Sometimes life gets crazy and we get stressed out. Sometimes life throws so much at us, we wonder if we can possibly survive one more blow. I'm at that point. The point of wondering if I can take any more. I have had so many things hit me in the past couple weeks that I find myself physically in pain, sleepless, and crying at the drop of a hat. I know it is unhealthy and I want to rise above it all. One foot in front of the other; one day at a time. I survive with those thoughts carrying me along.
Then tonight I stumbled upon something I wrote last year following Christmas; a blog entry that was misfiled in a strange place on my computer. After a year, it suddenly popped up in front of me. It was like a message telling me to hang on longer, be stronger. A reminder that I'll make it through again this year just as I did last year as my Grandmother was placed in a memory care facility for her battle with Alzheimer's, while one of my children chose a dangerous path that worried me, and as I struggled to keep my head above the water financially and physically.
Here is what I wrote:If you believe..........sometimes magic happens!
"I had one of the most stressful pre-Christmas seasons ever this year. Between being sick for over a week and a half and having a lot of family things going on, I struggled to keep the holiday spirit alive in my house and had very little time to focus on holiday preparations. But through it all, my absolute LOVE of Christmas carried me through. One thing I held onto was the dream of a white Christmas. I haven't seen snow on Christmas since my girls were toddlers and I just felt I needed it this year. So I believed. I believed even thought the weatherman said it would rain. I believed even though everyone reminded me it hardly ever snows in Seattle on Christmas. I believed even when I woke up and it wasn't there. I believed and guess what....?! IT SNOWED!!!! We looked up as we were unwrapping gifts and saw that the rain was beginning to mix with snow. Then it turned all to snow. And it snowed for hours! And to me it was as though the Lord whispered into my ear, "Here you go. Thanks for believing and hanging in when the going got rough." In that second all the frustrations of the pre-holiday season washed away and my world was at total peace. My Christmas spirit bucket was once again overflowing with love, faith and joy. It was my favorite holiday gift and it didn't even require fancy wrapping or a bow!"
I had just been thinking about how much a white Christmas would mean to me this year the other day. I had completely forgotten that for a brief part of the day, we enjoyed one last year.

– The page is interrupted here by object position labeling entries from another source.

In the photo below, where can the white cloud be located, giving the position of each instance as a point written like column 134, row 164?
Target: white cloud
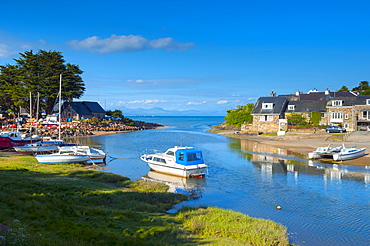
column 123, row 43
column 196, row 103
column 147, row 101
column 6, row 51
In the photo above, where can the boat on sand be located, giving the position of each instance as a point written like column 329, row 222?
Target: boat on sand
column 324, row 152
column 349, row 153
column 180, row 161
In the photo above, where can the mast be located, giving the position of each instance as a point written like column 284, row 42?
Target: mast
column 60, row 106
column 30, row 106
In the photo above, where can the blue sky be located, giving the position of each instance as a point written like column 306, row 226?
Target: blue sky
column 208, row 56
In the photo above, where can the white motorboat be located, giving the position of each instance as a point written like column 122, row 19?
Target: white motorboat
column 35, row 148
column 62, row 158
column 349, row 153
column 93, row 153
column 179, row 161
column 9, row 139
column 324, row 152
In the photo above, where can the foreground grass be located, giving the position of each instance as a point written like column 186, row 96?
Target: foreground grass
column 70, row 205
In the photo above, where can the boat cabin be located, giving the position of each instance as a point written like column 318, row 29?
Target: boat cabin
column 189, row 157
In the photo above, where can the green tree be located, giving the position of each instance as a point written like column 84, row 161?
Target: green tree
column 39, row 73
column 363, row 88
column 296, row 119
column 239, row 116
column 344, row 89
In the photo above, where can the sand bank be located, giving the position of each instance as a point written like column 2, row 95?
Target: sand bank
column 303, row 143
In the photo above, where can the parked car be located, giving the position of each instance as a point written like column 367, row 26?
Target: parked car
column 331, row 129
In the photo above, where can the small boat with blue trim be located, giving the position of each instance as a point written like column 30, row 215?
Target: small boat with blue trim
column 349, row 153
column 180, row 161
column 324, row 152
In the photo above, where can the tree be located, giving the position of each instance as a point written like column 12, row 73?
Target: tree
column 39, row 73
column 296, row 119
column 363, row 88
column 239, row 116
column 344, row 89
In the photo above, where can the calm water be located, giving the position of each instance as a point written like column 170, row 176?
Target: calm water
column 322, row 204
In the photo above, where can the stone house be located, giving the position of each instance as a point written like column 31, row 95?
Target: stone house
column 348, row 109
column 267, row 113
column 350, row 113
column 80, row 110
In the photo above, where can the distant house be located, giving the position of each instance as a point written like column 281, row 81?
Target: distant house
column 267, row 112
column 80, row 110
column 348, row 109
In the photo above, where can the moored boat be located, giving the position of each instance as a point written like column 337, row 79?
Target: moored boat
column 93, row 153
column 349, row 153
column 180, row 161
column 9, row 139
column 60, row 158
column 324, row 152
column 36, row 148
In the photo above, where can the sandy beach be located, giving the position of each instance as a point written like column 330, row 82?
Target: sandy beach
column 303, row 143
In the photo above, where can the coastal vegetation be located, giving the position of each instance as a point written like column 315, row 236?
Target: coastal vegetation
column 363, row 88
column 239, row 116
column 73, row 205
column 38, row 74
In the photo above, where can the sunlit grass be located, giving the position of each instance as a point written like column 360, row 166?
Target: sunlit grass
column 71, row 205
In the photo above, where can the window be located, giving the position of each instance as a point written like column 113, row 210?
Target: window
column 336, row 115
column 267, row 105
column 366, row 115
column 266, row 118
column 170, row 153
column 336, row 103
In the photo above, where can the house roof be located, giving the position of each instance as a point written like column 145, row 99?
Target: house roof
column 350, row 101
column 279, row 105
column 94, row 107
column 85, row 108
column 307, row 106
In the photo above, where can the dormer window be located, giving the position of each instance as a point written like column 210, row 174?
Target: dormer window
column 267, row 105
column 291, row 107
column 337, row 103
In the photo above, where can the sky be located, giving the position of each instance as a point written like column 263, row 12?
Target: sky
column 208, row 56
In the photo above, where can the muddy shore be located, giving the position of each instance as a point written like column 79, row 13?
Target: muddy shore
column 303, row 143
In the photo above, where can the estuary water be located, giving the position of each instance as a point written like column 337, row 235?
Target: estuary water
column 322, row 204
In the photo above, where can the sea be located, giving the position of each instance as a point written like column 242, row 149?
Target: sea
column 321, row 204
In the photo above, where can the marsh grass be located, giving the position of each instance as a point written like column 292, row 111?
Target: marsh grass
column 71, row 205
column 232, row 228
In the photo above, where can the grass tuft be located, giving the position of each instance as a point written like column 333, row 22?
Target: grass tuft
column 70, row 205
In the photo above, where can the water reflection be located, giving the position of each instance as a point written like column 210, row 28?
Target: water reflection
column 193, row 187
column 272, row 160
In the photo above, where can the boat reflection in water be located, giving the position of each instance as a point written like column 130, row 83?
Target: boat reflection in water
column 272, row 160
column 192, row 187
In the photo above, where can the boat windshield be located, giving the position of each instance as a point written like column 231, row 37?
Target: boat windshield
column 189, row 157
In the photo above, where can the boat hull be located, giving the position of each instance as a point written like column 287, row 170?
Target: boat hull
column 349, row 156
column 6, row 143
column 25, row 150
column 178, row 170
column 58, row 158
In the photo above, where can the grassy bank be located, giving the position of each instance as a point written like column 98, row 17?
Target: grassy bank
column 71, row 205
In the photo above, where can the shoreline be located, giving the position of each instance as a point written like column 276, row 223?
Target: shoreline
column 303, row 143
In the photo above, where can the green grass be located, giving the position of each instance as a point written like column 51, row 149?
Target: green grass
column 227, row 227
column 71, row 205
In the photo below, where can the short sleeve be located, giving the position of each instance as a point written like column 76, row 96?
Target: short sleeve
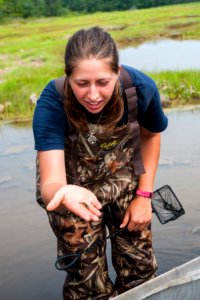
column 151, row 116
column 50, row 126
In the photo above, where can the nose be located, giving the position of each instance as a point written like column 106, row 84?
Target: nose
column 93, row 93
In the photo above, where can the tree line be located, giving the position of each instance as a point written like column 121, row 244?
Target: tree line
column 47, row 8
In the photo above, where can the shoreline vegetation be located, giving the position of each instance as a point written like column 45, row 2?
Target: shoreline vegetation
column 32, row 52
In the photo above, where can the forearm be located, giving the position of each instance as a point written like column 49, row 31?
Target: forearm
column 150, row 150
column 48, row 191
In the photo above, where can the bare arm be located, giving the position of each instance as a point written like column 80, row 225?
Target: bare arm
column 139, row 212
column 58, row 195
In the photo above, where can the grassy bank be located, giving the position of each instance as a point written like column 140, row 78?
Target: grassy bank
column 32, row 51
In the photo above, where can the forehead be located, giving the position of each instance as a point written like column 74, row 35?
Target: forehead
column 92, row 67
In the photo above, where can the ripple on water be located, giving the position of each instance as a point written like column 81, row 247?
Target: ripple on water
column 4, row 179
column 174, row 162
column 16, row 150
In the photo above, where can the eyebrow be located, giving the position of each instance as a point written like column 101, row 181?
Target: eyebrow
column 99, row 79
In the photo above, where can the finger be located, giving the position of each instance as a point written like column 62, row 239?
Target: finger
column 94, row 210
column 82, row 212
column 95, row 202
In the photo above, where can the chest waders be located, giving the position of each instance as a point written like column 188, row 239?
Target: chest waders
column 110, row 169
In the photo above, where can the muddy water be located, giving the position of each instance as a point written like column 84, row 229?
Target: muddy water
column 163, row 55
column 28, row 247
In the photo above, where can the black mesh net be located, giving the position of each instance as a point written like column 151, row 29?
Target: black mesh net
column 166, row 205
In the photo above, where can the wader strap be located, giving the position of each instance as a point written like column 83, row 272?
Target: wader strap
column 131, row 96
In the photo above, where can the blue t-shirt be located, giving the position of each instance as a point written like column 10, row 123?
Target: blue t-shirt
column 50, row 125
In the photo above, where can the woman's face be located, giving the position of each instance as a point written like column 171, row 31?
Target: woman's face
column 93, row 82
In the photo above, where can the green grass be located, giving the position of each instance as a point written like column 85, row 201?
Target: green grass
column 32, row 50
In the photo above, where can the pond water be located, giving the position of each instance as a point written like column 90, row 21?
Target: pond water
column 163, row 55
column 28, row 247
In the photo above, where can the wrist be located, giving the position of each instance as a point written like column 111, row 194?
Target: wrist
column 143, row 193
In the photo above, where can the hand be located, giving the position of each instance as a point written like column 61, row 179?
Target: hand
column 78, row 200
column 138, row 215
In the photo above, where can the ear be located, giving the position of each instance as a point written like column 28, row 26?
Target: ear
column 119, row 69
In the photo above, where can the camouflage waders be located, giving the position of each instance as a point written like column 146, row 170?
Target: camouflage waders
column 106, row 169
column 110, row 170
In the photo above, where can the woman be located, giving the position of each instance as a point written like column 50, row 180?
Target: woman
column 88, row 156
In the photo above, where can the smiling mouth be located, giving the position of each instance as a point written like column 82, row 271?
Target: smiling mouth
column 94, row 102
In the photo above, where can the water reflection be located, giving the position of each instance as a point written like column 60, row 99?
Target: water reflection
column 163, row 55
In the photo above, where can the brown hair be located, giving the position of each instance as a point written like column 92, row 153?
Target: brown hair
column 87, row 43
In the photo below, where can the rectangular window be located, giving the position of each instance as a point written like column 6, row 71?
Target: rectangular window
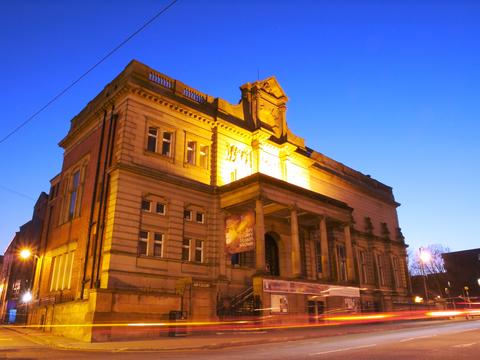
column 146, row 205
column 198, row 250
column 342, row 263
column 380, row 270
column 62, row 267
column 191, row 152
column 186, row 250
column 152, row 139
column 74, row 194
column 396, row 271
column 143, row 243
column 68, row 270
column 158, row 245
column 233, row 175
column 200, row 217
column 53, row 281
column 167, row 144
column 204, row 157
column 318, row 256
column 363, row 267
column 160, row 209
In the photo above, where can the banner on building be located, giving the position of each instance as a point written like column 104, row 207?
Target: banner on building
column 296, row 287
column 279, row 303
column 240, row 232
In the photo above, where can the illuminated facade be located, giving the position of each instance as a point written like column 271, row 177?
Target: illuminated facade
column 170, row 199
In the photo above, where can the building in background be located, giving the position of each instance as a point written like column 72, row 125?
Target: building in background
column 16, row 273
column 172, row 200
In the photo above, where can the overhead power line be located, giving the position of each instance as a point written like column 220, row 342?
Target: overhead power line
column 16, row 192
column 61, row 93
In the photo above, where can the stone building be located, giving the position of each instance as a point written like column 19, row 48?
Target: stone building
column 170, row 199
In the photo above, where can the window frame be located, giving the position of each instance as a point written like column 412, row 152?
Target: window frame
column 342, row 263
column 144, row 240
column 161, row 241
column 164, row 211
column 200, row 249
column 145, row 201
column 186, row 249
column 170, row 142
column 202, row 214
column 190, row 215
column 152, row 136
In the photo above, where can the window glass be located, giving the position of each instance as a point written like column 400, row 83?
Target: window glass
column 342, row 266
column 152, row 139
column 74, row 194
column 167, row 144
column 186, row 250
column 143, row 243
column 204, row 157
column 191, row 152
column 146, row 205
column 160, row 209
column 198, row 250
column 158, row 245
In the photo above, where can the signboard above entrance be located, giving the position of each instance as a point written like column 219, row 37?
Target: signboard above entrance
column 296, row 287
column 240, row 232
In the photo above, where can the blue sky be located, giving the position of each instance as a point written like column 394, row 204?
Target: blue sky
column 389, row 88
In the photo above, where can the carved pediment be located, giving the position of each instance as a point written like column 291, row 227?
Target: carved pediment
column 272, row 87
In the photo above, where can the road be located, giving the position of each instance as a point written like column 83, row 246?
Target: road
column 455, row 340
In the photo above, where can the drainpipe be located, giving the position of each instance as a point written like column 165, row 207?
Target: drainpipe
column 106, row 189
column 92, row 206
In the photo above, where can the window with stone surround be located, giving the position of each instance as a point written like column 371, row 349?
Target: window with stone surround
column 341, row 262
column 363, row 265
column 167, row 143
column 186, row 243
column 152, row 139
column 191, row 152
column 142, row 243
column 61, row 271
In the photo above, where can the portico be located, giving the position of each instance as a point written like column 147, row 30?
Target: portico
column 292, row 228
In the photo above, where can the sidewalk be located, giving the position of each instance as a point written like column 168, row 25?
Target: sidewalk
column 218, row 340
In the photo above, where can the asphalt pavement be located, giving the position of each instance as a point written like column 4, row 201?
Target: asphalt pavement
column 415, row 340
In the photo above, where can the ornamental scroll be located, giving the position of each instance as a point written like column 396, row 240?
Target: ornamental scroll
column 240, row 232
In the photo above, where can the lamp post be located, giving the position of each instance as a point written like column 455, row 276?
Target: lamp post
column 425, row 257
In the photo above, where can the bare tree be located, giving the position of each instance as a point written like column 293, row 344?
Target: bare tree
column 434, row 266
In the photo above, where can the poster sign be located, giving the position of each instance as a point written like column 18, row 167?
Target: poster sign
column 279, row 303
column 296, row 287
column 240, row 232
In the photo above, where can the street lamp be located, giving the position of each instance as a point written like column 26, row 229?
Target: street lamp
column 25, row 254
column 425, row 257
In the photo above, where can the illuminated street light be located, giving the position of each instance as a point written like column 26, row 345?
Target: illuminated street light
column 27, row 297
column 418, row 299
column 425, row 257
column 25, row 254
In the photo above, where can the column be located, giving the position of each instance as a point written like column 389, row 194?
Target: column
column 349, row 252
column 324, row 248
column 259, row 237
column 220, row 232
column 295, row 242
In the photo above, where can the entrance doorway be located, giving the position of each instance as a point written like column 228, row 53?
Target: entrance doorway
column 272, row 265
column 315, row 310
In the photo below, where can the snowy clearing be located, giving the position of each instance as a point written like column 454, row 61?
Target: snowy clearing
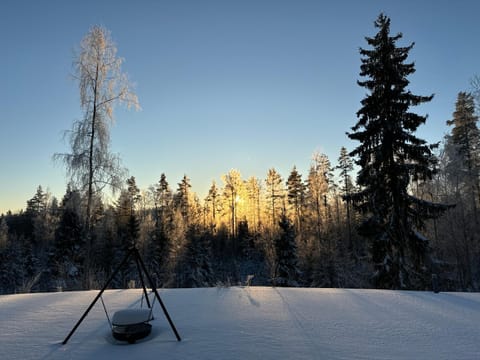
column 249, row 323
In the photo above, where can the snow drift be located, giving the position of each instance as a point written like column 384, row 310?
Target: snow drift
column 249, row 323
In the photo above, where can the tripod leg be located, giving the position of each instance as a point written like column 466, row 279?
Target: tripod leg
column 141, row 279
column 97, row 297
column 159, row 299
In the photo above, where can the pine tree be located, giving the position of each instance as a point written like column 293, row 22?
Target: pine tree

Funny how sometimes we forget in the midst of stress and frustration the simple joys that are bestowed upon us. Our gratitude slips away as we seek for help for new problems. So this Thanksgiving remember that even in times of adversity, there are many things to be thankful for. Moments that warmed our hearts. Small things that brought great joy. And people we are blessed to share our lives with.
I am thankful for many things, but mostly my family and friends who are there for me, supporting me and loving me unconditionally. And for a heart that can see goodness even during the storm, and for the faith that assures me I'll make it through one more time.
enjoy a holiday filled with reflections of all that you love and are thankful for.